Els Canalons han estado en la mente de unos atrevidos excursionistas que en el mes de febrero no se dejaron intimidar por una lluvia constante y una niebla turbadora.Cada uno de nosotros pidió volver en condiciones más soportables para disfrutar de un paisaje soberbio y nuestro entusiasmo fue contagioso; así emprendimos esta vez, con el clima a nuestro favor, un itinerario que de sorpresa en sorpresa fue desvelando al pie de la Mariola y junto al río Polop, los colores que el otoño sólo enseña durante unos pocos días al año. Entre las sierras de la Mariola y la Font Roja el amplio valle del río se ve de repente interrumpido por un potente paquete rocoso que el Polop se encarga de desmantelar y Els Canalons se convierte en un espectáculo en el que el agua, el reino vegetal y las altas murallas calizas se empeñan en cerrar el paso; entrar en él es descubrir un oasis salvaje donde se esconde la mejor cara de la naturaleza y gracias a unas oportunas cadenas el trance se hace más cómodo.

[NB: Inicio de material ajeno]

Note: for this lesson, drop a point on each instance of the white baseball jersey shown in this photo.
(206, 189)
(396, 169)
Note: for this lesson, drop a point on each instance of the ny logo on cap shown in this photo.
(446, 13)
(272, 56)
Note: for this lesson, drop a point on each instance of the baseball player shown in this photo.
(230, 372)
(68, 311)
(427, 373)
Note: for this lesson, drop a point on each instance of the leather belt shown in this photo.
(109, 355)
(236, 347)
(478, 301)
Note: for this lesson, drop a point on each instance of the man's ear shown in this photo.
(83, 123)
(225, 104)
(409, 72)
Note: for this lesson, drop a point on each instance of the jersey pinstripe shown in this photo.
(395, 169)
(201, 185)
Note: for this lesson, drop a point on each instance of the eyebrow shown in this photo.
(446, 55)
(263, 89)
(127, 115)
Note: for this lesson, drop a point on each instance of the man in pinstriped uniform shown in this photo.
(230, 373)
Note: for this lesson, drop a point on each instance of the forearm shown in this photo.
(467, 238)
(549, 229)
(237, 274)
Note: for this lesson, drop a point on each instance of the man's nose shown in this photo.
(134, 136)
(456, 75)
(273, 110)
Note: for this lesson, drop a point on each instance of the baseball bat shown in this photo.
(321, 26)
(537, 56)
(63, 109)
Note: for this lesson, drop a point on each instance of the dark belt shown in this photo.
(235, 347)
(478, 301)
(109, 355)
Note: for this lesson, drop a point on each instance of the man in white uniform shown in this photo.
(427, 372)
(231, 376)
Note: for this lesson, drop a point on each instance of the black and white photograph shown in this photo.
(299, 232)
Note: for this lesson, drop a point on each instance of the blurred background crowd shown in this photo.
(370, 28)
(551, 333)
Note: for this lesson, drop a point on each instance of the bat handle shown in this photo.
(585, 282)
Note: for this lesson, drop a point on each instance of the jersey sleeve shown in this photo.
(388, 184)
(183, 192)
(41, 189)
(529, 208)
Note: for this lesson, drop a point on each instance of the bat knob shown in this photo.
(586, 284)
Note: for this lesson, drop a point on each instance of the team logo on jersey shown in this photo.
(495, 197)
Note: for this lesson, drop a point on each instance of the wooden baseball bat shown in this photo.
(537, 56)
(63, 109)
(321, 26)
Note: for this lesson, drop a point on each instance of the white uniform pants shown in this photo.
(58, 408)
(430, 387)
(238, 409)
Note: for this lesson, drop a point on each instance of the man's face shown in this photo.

Vimos mucho aquel día, el puente de las Nueve lunas, el racó de Sant Bonaventura, el castillo de Barxell, sentimos el vértigo en las agujas de Els Canalons y con este bagaje nos despidieron los rayos del atardecer empujándonos suavemente hacia el barrio de Batoi donde acabó el camino.
La delicada voz griega de Agnes Baltsa acompañan estas imágenes para el recuerdo.
Gracias al amigo Jorge Garau por su presentación que no he sido capaz de colgar en el blog.